Proving access. Even if you can prove that you wrote the words -- for example, you kept a notebook for 39 years documenting your poetry -- you still must prove that the musician received your words (in copyright parlance, that's referred to as "access") and copied them. That seems like an awfully difficult thing to prove. The affidavit from your friend is good but unless she can verify that the pop musician actually received your letter, it won't help your case very much. In summary, it's not out of the question, but proving infringement will require hiring a lawyer and taking a financial risk.
The passage of time. You say that you discovered the infringement in 2007. The Dear Rich Staff researched online music stores and found copies of the recording dating back to 2002. If you do go to battle against Mr.

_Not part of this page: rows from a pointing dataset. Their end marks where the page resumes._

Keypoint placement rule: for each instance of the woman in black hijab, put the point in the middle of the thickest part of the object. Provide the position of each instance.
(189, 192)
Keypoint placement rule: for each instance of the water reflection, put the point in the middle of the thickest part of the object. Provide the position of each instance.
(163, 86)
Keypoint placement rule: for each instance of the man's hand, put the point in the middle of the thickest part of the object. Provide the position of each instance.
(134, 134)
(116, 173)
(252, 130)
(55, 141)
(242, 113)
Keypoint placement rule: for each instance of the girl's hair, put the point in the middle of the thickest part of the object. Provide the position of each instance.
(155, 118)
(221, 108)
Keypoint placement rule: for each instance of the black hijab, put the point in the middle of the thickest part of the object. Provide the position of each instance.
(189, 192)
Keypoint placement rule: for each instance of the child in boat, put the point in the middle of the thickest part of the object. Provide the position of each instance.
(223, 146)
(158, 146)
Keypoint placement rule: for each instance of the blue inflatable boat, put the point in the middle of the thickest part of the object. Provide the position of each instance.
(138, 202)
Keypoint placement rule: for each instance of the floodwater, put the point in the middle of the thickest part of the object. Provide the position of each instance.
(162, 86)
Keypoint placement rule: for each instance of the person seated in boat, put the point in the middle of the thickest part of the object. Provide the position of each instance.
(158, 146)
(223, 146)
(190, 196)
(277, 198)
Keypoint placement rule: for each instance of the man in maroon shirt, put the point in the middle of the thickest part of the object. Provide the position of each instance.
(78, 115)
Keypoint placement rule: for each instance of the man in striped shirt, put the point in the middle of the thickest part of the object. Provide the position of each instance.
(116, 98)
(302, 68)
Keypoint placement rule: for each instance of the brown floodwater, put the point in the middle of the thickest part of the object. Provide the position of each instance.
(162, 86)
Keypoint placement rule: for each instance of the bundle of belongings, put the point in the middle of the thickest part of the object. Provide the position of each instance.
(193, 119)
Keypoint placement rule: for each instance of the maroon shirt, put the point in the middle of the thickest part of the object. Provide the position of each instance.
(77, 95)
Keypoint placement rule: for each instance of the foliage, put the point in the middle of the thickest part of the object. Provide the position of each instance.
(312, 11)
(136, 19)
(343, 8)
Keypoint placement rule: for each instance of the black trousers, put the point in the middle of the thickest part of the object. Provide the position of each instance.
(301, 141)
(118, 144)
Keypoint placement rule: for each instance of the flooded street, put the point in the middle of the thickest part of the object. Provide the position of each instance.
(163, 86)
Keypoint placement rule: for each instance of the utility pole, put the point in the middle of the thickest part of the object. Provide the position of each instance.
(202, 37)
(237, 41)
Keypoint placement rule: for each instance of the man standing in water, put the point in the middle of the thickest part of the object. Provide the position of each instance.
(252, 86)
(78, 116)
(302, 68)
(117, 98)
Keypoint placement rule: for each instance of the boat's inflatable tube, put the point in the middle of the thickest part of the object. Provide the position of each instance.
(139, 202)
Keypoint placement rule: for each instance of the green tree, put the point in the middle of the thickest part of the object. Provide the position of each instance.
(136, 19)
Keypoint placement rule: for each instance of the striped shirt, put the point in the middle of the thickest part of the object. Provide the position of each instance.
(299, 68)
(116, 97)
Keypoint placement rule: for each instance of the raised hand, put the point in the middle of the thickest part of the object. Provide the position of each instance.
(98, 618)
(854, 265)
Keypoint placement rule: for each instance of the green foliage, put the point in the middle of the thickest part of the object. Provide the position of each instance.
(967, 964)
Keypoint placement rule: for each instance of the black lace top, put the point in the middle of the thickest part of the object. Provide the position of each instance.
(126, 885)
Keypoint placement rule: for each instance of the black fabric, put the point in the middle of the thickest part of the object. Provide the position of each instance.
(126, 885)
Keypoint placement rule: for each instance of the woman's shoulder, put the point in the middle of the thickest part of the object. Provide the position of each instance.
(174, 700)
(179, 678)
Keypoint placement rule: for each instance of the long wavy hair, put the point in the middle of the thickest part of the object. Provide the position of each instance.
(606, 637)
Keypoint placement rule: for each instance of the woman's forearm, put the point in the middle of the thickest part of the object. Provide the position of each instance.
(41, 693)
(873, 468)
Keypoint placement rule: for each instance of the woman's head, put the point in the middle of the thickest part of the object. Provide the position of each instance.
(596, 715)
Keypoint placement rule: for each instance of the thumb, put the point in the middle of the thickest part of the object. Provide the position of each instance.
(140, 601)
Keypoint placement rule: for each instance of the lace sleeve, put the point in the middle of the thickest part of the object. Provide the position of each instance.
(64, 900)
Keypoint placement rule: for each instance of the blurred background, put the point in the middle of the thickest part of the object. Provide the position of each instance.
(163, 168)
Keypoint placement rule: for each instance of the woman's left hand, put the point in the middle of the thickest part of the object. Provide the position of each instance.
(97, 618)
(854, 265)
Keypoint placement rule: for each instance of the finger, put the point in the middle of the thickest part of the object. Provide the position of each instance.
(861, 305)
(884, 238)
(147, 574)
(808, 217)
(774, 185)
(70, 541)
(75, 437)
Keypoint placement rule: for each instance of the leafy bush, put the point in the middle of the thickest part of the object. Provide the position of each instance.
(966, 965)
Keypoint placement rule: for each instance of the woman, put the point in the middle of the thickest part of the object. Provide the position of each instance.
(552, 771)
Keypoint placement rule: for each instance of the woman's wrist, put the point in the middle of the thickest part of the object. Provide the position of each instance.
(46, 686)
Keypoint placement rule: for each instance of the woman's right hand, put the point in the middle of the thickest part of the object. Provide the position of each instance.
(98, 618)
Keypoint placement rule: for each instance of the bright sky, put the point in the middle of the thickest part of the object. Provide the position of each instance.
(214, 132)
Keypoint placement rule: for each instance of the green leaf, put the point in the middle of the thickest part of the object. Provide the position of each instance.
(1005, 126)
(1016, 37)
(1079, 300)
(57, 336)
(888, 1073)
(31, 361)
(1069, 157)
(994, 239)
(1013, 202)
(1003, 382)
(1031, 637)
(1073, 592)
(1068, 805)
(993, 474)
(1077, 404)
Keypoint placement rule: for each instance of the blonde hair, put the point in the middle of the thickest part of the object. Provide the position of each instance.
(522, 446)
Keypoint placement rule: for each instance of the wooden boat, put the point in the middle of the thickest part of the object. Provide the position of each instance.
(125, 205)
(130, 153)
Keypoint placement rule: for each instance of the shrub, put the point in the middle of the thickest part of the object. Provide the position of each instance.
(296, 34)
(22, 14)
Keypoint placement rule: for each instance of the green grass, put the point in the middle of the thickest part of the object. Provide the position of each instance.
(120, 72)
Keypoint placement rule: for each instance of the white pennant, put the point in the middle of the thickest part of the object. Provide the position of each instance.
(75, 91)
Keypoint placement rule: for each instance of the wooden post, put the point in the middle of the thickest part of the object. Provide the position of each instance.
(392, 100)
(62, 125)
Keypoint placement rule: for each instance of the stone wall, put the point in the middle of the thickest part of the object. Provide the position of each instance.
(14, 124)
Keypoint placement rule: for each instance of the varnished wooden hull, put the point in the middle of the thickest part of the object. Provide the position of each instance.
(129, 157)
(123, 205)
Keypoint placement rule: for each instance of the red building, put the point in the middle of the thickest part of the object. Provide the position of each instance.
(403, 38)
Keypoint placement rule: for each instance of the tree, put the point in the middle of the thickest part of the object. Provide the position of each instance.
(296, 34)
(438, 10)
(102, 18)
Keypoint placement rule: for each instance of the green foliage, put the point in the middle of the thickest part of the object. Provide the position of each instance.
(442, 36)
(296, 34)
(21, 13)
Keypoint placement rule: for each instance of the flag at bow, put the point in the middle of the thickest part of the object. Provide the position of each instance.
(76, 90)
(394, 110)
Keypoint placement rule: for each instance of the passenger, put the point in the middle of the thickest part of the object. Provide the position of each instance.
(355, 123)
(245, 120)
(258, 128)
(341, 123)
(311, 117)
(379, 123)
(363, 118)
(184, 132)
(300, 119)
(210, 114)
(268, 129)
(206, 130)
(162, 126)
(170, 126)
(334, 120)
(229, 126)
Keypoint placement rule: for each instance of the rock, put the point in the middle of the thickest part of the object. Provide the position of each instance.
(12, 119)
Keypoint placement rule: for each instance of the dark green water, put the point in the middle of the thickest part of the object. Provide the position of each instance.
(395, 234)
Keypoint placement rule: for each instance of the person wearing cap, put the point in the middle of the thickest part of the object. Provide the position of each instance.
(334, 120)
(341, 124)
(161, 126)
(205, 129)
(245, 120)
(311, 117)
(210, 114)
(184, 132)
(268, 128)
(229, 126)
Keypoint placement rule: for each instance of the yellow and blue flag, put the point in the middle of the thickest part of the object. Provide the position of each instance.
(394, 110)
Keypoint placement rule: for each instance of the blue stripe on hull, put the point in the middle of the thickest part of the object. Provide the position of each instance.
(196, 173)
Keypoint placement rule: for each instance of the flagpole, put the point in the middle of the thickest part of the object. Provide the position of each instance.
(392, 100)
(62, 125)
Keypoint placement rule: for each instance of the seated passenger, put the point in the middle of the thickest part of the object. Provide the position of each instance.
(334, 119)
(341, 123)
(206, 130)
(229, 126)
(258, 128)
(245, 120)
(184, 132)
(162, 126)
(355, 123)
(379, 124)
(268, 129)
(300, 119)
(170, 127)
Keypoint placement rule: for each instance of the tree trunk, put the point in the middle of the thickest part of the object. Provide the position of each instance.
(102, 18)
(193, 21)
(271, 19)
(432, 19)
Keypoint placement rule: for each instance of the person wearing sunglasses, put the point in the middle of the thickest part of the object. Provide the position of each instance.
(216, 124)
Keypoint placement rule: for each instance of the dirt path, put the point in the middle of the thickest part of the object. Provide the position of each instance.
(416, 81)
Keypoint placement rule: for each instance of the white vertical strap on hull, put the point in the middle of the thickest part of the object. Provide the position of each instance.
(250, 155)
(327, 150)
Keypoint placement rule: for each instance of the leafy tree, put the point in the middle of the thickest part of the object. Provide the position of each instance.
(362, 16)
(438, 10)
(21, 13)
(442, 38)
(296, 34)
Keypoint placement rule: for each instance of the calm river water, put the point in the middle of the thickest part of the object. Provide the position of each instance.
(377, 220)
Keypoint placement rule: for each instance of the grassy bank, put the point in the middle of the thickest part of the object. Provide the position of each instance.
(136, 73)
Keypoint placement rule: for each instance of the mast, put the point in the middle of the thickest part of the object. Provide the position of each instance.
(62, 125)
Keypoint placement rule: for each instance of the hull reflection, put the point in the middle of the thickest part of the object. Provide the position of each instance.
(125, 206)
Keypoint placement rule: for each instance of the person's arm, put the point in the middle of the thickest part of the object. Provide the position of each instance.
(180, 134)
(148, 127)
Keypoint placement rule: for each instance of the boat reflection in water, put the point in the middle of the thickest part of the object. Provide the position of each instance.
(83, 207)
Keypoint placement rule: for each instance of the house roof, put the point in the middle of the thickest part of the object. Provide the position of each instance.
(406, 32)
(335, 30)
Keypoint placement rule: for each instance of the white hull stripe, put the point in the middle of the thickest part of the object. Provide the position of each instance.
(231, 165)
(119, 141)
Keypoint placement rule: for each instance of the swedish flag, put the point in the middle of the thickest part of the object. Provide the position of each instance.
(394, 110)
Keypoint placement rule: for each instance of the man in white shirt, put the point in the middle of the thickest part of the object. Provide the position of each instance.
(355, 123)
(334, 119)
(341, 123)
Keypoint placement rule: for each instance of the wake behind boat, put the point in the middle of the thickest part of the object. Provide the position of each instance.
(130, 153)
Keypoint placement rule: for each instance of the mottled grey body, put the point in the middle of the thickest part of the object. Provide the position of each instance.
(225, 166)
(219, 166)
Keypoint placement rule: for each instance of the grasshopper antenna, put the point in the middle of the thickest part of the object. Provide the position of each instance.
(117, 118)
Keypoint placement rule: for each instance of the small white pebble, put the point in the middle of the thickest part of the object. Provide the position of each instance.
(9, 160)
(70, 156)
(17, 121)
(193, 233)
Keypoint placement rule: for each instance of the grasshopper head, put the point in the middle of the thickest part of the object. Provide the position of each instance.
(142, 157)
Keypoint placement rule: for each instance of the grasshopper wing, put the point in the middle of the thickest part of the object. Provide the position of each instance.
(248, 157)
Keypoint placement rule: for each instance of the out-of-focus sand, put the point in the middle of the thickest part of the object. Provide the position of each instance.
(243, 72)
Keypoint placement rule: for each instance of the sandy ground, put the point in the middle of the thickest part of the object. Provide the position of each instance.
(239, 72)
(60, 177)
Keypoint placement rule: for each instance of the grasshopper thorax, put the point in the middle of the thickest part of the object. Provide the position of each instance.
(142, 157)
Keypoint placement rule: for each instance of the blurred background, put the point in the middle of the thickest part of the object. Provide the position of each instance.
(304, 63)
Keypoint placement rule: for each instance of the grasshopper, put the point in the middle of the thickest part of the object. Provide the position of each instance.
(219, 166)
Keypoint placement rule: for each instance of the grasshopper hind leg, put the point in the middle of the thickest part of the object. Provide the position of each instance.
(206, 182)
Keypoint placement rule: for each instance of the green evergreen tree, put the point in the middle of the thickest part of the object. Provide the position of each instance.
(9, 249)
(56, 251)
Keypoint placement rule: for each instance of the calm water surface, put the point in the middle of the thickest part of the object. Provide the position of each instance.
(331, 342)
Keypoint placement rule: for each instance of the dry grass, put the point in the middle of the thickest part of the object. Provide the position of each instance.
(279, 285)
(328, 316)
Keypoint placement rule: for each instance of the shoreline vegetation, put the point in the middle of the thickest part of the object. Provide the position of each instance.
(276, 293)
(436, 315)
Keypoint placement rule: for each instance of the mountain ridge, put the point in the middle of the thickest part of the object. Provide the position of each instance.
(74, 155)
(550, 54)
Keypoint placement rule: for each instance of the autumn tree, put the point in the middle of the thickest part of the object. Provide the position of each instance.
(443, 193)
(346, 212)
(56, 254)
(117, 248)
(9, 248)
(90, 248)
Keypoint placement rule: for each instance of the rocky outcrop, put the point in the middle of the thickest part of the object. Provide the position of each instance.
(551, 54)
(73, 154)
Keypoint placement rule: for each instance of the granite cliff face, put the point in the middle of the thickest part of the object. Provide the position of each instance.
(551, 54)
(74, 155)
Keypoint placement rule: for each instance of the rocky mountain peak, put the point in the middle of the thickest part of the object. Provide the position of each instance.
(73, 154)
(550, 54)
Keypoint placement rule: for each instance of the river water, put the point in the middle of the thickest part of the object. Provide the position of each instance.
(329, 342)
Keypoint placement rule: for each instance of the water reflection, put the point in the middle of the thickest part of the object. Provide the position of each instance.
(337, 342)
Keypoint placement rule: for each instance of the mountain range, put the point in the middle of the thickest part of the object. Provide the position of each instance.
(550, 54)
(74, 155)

PopStar, you will be grilled as to why it took you so long to discover the claim, and then why you've waited two years since discovering it to do anything about it. Perhaps you have good reasons for this -- you were ill, you had personal problems -- but courts disfavor people who sit on their claims.
Statute of limitations. Finally there's the statute of limitations -- a copyright owner has three years to take action from the date when they learn of an infringement (or should have reasonably learned of it). In the case of an active infringement such as this, your claim will likely be limited to the three years preceding your filing -- for example, only the revenue earned by the song between 2006 and the present. If you feel strongly about this ripoff, we recommend that you contact a copyright attorney for more advice. If you have sufficient proof, you may be able to find one who will act on a contingency basis. If you live near a major city that has an arts-lawyer service such as California Lawyers for the Arts, you may be able to obtain low cost legal assistance.